Si, comme moi, vous êtes une spectatrice fidèle de Top Chef, vous avez sûrement remarqué : la cuisine souffre des affres de la mode. Nous connûmes la saison du sucre filé, celle du cromeski, de la virgule de sauce sur le côté, de l’agar agar, du yuzu, des billes moléculaires, du siphon à toutes les sauces, des épluchures en confitures puis de la cuisine-traditionnelle-mais-revisité-en-sorbet…
La communication c’est pareil. Tambouille pour les uns, raison d’être pour les autres, il s’agit pour nous d’accommoder les sauces entre ceux qui veulent du sucré, de la notoriété, des nouveaux clients, du « 360°» en oubliant que cela consisterait quand même à faire un tour sur soi-même pour revenir à son point de départ et que mieux vaut viser un brave 30° histoire de ne pas perdre tout le monde (clients, usagers et collaborateurs) en cours de déploiement.
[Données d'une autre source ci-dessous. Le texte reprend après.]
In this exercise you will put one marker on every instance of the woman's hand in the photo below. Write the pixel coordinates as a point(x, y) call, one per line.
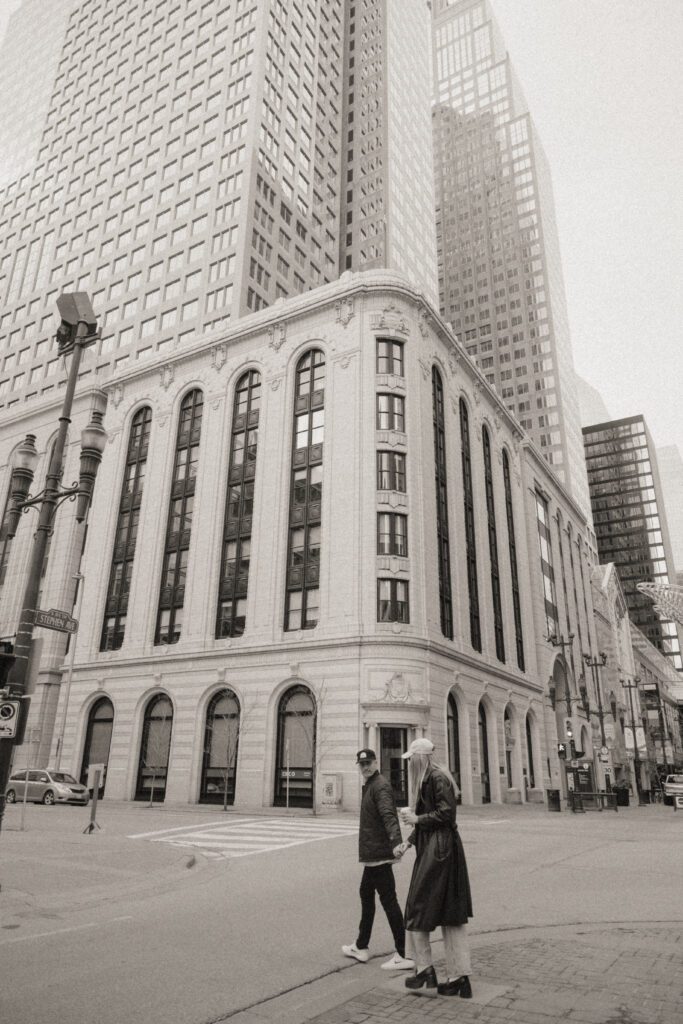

Avec toujours cette interrogation : que veut vraiment manger le client ou le dirigeant face à un menu stratégique où souvent les propositions les plus basiques sont relookées derrière des mots magnifiques comme « taxinomie », « full communication à 360 », story telling et nudge ?
Hagard hagard, le client n’ose moufter : lui ce qu’il avait plutôt en tête c’était un steak-frite ou un pot au feu mais là du coup il se sent méprisé comme un provincial dans un café parisien face à un « vittel fraise » à 10 euros.
De plus, chaque année, les profils changent : du tous community managers, nous devrions tous devenir ou avoir besoin de digitals producteurs, en plus « d’avoir un verbe de feu » et « une plume incisive » (véridique, trouvé dans une offre d’emploi)… il y a quelques années, il fallait absolument tenir un blog d’entreprise puis un compte Facebook, puis un compte Twitter puis un TikTok puis un compte machin à venir pas encore venu mais qui sera obsolète 2 jours après sa sortie.
Il est indispensable de connaître le monde qui nous entoure et d’adapter nos stratégies de communication. Un œil sur le monde qui change mais le rasoir d’Occam bien main. Car quoi qu’on en pense, une bonne recette de communication reste une bonne recette. Un pot au feu, un pot au feu.